We were in Washington, D.C., on a family vacation, and it was Sunday morning when we went to visit the National Cathedral. As we walked up the sidewalk to the church, I could hear the early service ending and the pipe organ playing “A Mighty Fortress is Our God.” As soon as I heard those powerful chords, I broke into a trot toward the cathedral. I wanted to feel that huge organ reverberate against those massive cathedral walls, and it was worth the run up the sidewalk and into the narthex in order to hear it. That is a great song, and it reminds me of the majesty and power and timelessness of God, and whenever I sing it, I imagine that I am standing in a long line of Christian brothers and sisters stretching back to Martin Luther and forward to heaven, and together we are all praising God in full voice. It is wonderful, and a guitar and drum kit can't make that song swing.

But those are all my personal reactions to musical styles and have nothing to do with worshiping God. Rick Warren wrote about worship and music: “Frankly, the music style you like best says more about you–your background and personality–than it does about God.”

Music that irritates me and pushes me away from God might do the exact opposite for someone else. God made us all with different tastes with different styles, and he wants us to worship him from the authentic expression of our heart.

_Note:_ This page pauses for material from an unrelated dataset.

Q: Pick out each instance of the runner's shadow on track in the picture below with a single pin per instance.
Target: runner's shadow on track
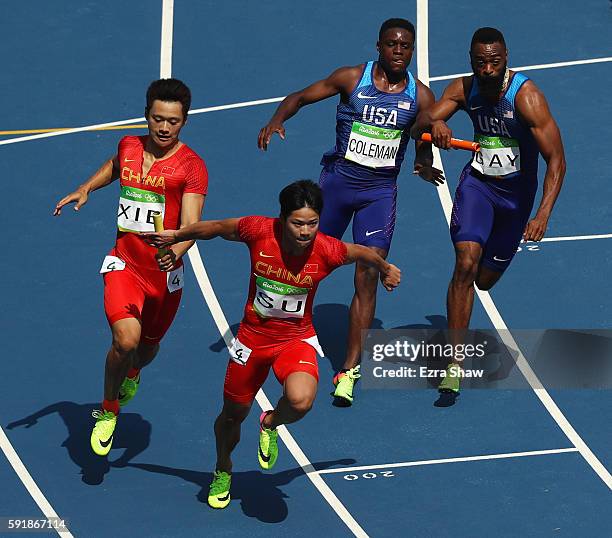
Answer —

Currently, my church is using a song at the close of our Sunday morning services that was recorded by a horn-blowing rock band when I was in high school. The song is “I've Been Searching,” and it is by Chicago, and it is a great song, even if very few people would expect to hear it in church. However, when I hear the lyrics: “I've been searching for so long to find an answer, now I know my life has meaning,” I realize Chicago told the story of my entire life. I don't know the spiritual condition of the composer of that song, and I doubt when it was released they expected it would ever be used in church, but their original intent is not the point. Chicago tapped into an eternal truth with that song, our search for meaning, and the deep meaning of those lyrics can't be understood except in a spiritual context.

Just like Pharaoh didn't understand God's message in his dreams until Joseph explained it to him, Chicago might not know the real meaning of their own song except as God reveals it. Hearing that song in church makes me worship God, and makes me thank him for guiding me in my search.

Berry Simpson, a Sunday School teacher at First Baptist Church in Midland, is a petroleum engineer, writer, runner and member of the city council in Midland.